Louisville trustees have fired athletic director Tom Jurich in the wake of its involvement in a national federal investigation of college basketball.
The Board of Trustees voted 10-3 on Wednesday to fire Jurich after 20 years as the school’s AD. Jurich, 61, had been placed on paid administrative Sept. 27 by interim university President Greg Postel. Louisville’s Athletic Association fired men’s basketball coach Rick Pitino on Monday.
Jurich shepherded Louisville’s 2014 entry into the Atlantic Coast Conference. He also was responsible for facility upgrades and saw numerous sports thrive under coaches he hired.
Vince Tyra was named acting AD since Oct. 3, a move the Athletic Association approved on Monday before firing Pitino.
Louisville’s acknowledgment of being part of a federal probe into bribery of college recruits proved to be Jurich’s undoing.
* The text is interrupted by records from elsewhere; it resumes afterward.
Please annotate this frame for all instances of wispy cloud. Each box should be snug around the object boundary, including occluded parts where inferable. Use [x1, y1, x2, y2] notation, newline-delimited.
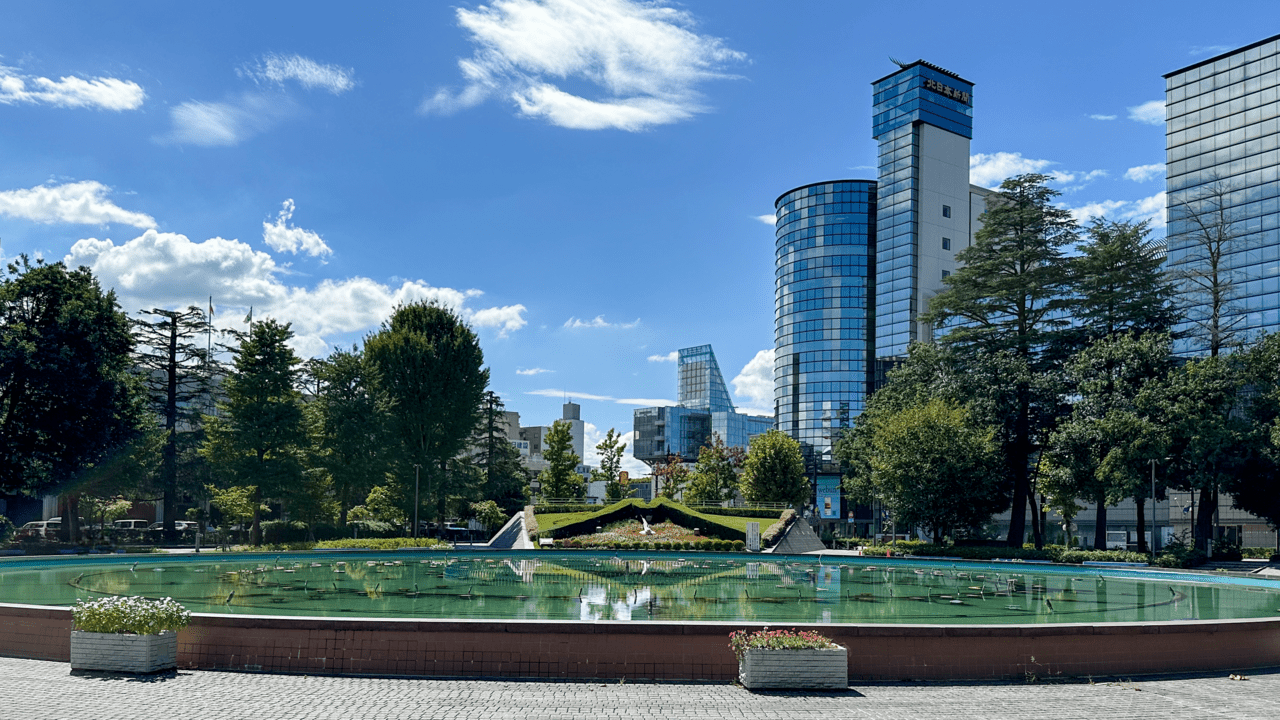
[730, 347, 773, 415]
[262, 197, 333, 258]
[420, 0, 746, 132]
[1124, 163, 1165, 182]
[525, 388, 676, 407]
[1129, 100, 1165, 126]
[236, 53, 356, 95]
[0, 181, 156, 229]
[157, 92, 297, 147]
[0, 65, 147, 111]
[564, 315, 640, 331]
Postel’s Sept. 27 disciplinary letter to the AD called allegations in the complaint “disturbing and unprecedented.” His letter also called “unacceptable” the level of misconduct, alleged criminal activity and the negative attention it has brought to Louisville.
Postel also criticized Jurich for failing to update or consult the athletic board about his negotiation of the department’s sponsorship extension with Adidas.
Jurich’s lawyer, Alison M. Stemler, disputed Postel’s allegations in a letter that also questioned whether school’s disciplinary action might violate a contract clause.
Several Jurich supporters carrying signs urging trustees to retain the AD gathered outside the Grawemeyer administration building and briefly inside the meeting room. Jurich’s attorney, Alison M. Stemler, and members of Jurich’s legal team joined the meeting shortly after it began.
Trustees ultimately followed the same path as the ULAA, deciding to part ways with Jurich and move forward.
Jurich departs as construction continues on a $63 million expansion of the football stadium due for completion by next season. He had a long record of accomplishments that helped Louisville build one of the nation’s top athletic programs.
Jurich also remained loyal to coaches he hired, to a fault in some cases.
Jurich hired Pitino as coach in 2001 and celebrated Louisville’s third NCCA men’s basketball championship trophy 12 years later in perhaps the school’s most successful year in athletics.
The Cardinals’ women’s basketball team reached the NCAA championship game that same season and has remained a perennial NCAA Tournament contender. Both programs play in a 22,000-seat downtown arena that opened in 2010.
Lamar Jackson became Louisville’s first Heisman Trophy winner last year when the Cardinals flirted with a berth in the college football playoff. The Cardinals in 1998 began playing in Papa John’s Cardinal Stadium, which is undergoing its second expansion from its original 42,000-seat capacity.
The baseball team is coming off its third College World Series berth in five years and is also preparing to expand its stadium.
Jurich was scrutinized for his decision to re-hire football coach Bobby Petrino in January 2014, less than two years after Arkansas fired Petrino for misleading school officials about a motorcycle accident in which his passenger was later revealed to be his mistress.
Jurich’s support of Pitino through a series of embarrassing transgressions in recent years drew the most criticism.